Thursday, September 23, 2010

From Russia With Love: Booktalk 2

Yuri is a teenage boy living in Russia in the 1930s, under a brutal Stalin-like leader. The old rule of the Czars is over: they’ve been murdered and exiled, and no one dares speak of them anymore. The new regime – which Yuri is taught to praise at school – is harsh and unforgiving. People in Yuri’s town live in perpetual fear of being kidnapped and sent away to the work camps, where their chances of survival are slim. Yuri’s parents urge him to keep his mouth shut and his eyes down at the ground.
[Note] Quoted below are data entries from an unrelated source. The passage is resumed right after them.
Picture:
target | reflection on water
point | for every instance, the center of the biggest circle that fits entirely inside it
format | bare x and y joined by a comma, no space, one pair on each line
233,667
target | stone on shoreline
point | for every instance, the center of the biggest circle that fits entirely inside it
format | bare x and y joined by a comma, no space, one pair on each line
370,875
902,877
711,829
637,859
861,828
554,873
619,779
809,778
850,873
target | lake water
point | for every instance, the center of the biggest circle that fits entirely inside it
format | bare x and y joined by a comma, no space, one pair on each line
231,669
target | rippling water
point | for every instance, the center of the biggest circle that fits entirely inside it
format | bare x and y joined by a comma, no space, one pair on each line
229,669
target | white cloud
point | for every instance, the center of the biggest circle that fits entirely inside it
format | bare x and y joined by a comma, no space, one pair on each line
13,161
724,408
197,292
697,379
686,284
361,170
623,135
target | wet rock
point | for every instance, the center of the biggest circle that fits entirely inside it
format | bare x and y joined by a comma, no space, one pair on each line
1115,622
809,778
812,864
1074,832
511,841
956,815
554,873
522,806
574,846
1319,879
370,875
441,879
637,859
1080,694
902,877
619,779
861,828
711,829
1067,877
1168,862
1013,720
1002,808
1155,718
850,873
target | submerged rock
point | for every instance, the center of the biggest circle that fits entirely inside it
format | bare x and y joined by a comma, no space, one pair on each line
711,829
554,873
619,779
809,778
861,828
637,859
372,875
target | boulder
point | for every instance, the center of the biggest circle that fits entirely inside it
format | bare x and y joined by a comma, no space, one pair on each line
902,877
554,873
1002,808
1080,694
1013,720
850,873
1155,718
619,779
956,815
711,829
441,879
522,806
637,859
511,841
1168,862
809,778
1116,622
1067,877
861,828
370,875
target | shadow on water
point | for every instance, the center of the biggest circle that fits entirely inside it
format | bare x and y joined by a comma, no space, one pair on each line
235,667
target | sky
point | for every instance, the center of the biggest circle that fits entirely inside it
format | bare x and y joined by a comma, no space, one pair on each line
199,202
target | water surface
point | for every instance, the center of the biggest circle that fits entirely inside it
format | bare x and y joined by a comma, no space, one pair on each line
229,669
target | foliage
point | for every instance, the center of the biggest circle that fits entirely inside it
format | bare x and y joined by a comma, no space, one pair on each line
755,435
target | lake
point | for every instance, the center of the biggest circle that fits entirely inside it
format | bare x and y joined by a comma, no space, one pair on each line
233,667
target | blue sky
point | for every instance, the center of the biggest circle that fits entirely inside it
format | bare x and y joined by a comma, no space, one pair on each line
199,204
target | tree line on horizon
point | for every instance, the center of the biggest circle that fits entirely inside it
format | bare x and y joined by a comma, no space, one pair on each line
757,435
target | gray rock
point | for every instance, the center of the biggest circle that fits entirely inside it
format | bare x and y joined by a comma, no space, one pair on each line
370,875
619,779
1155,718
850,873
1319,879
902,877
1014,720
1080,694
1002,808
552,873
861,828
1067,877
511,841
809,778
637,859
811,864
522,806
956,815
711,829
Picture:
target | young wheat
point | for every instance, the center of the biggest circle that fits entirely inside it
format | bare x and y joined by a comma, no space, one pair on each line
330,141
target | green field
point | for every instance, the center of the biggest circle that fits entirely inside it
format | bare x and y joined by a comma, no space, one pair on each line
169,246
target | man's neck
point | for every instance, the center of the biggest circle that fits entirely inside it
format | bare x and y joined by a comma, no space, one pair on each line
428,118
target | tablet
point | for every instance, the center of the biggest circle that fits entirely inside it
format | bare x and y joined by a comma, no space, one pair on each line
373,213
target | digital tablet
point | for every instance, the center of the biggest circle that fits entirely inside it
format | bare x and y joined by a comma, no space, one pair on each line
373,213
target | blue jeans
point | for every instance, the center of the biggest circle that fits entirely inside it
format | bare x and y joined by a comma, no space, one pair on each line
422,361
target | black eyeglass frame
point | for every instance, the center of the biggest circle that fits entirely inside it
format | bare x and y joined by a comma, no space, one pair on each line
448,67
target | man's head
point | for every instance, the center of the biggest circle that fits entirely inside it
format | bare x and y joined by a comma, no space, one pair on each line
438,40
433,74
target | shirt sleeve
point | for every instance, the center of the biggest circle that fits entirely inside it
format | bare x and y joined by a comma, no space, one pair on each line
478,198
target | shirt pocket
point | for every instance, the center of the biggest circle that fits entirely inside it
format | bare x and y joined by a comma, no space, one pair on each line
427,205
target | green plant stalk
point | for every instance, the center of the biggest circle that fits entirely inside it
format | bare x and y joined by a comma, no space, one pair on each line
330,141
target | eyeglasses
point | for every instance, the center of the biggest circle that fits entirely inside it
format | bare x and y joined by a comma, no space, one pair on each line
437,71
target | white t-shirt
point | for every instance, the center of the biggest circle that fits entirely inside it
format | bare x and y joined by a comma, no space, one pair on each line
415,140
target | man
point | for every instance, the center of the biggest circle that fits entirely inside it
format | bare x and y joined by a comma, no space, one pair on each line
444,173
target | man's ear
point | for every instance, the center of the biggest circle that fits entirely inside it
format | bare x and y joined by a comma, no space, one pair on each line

In an unstable police state, anyone can be singled out and disappear without a trace. Yuri’s school is shut down, and he’s forced to do brutally hard manual labor.  When he’s sent to a mining camp in the north for answering a question incorrectly [sentence: ten years], Yuri senses that his life is over. Even if he does manage to get home, his parents may be dead or just gone, like so many others. But youth may be on his side: “Sometimes the sunlight had sparkled so brightly across the boundless sheets of snow. Or, in the stinging wind under the china-blue sky, I’d smelled the blessed spring melt. Once I stood under a tree and my heart sang to see the way its tall brave trunk soared …. I’d watch the eagles soaring overhead. I couldn’t help it” (138).  In a world of bleakness, illness, and semi-starvation, Yuri takes what consolation he can get. The Road of Bones by Anne Fine is gripping historical fiction.

The Road of Bones by Anne Fine. 213 p. Farrar, Straus and Giroux: 2006. Booktalk to high school, adult.